Empecé a escribir la novela para Emilia Sauri casi un año después de verla y ambicionarla por primera vez. Era enero de 1993. Decidí que Emilia Sauri naciera justo cien años antes porque quise pensar la vida en esos tiempos, entre otras cosas porque fueron años de riesgo y sueños que parecían remotos. No imaginaba tiempo más distinto del nuestro. No supe sino después de muchos meses de lectura, cuánto ignoraba de lo que según yo todo mexicano sabe como su nombre. ¿Qué pasaba en nuestro país durante los años anteriores a la guerra civil? ¿Qué era el Porfiriato además de un período de treinta años en el que gobernó un general llamado Porfirio Díaz? ¿De qué vivía la gente, qué profesión elegía, quiénes no podían elegir y quiénes no elegían porque ni eso necesitaban? ¿En dónde estudiaban los niños de clase media, qué jabón usaban, qué médicos veían, qué medicinas tomaban, qué diversiones los acunaron, en qué viajaban? Después, a la novela, sólo pasó el perfume remoto de eso que aprendí. No hacía falta más. Al parecer no se necesitaba la especialización en héroes y convocatorias, proclamas y manifestaciones que cruzaron la historia patria entre 1893 y 1917. Sin embargo, no me hubiera atrevido a creerme la novela sin tenerla. Aunque al corregir hayan quedado sólo dos o tres menciones de todo aquel enjambre. Obtuve, en cambio, del presente que se nos fue imponiendo, materia de reflexión y anécdotas para temblar por un pasado que a veces parece de regreso.
Cumplí con el deber de inventar cada mañana un mundo y escribí para sentir que mejoraba el presente invocando el pasado, para asegurarme de que la vida ha sido difícil y hermosa muchas veces antes de ahora, para recordar que no tiene remedio y que más de uno se empeña en que lo tenga a pesar de saber con meridiana claridad que de nada sirve su empeño.

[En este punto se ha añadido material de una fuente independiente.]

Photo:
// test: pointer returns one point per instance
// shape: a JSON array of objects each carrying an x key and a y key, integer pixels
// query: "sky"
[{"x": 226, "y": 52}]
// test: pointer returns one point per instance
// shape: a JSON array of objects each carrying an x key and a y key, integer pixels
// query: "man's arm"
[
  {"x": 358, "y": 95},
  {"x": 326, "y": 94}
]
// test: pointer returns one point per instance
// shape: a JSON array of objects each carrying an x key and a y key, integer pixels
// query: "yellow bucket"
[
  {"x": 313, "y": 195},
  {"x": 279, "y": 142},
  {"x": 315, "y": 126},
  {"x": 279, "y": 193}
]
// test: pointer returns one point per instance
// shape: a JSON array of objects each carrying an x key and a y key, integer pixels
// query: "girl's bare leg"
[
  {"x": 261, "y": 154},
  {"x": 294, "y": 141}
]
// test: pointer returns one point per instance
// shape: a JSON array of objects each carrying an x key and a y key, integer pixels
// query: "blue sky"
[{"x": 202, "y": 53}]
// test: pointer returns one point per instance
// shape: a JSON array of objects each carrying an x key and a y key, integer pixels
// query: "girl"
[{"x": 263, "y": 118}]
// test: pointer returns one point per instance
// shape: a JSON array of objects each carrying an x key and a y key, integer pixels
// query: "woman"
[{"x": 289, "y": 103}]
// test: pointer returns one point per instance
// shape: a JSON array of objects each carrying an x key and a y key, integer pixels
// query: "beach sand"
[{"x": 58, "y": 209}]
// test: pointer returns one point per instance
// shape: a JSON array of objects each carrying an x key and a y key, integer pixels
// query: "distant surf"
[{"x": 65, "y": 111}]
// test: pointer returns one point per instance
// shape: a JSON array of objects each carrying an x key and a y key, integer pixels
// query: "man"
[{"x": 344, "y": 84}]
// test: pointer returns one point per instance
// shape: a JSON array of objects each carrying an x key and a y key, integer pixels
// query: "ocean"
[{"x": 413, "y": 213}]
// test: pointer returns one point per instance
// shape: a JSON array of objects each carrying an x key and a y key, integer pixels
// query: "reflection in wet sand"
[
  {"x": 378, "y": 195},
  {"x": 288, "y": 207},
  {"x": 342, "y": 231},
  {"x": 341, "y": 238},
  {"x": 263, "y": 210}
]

No eran iguales todas las mañanas, por más que los de afuera me vieran sentada igual, torcida igual sobre la máquina igual, irritada con el ruido igual, oyendo la igual Ave María. Cada día era un tormento o una feria y nunca era predecible lo que me esperaba. Ahora, sin embargo, recuerdo esos días aún cercanos con la misma nostalgia con que se recuerdan los remotos tiempos de vino y rosas. En eso, escribir sí se parece a un parto. No puedo evocar ni uno solo de los malos momentos, si no fuera porque están para recordármelos quienes me oyeron quejarme y maldecir mi suerte a toda hora, yo diría que nunca la he pasado mejor que en los tiempos, la casa, y el país de los Sauri.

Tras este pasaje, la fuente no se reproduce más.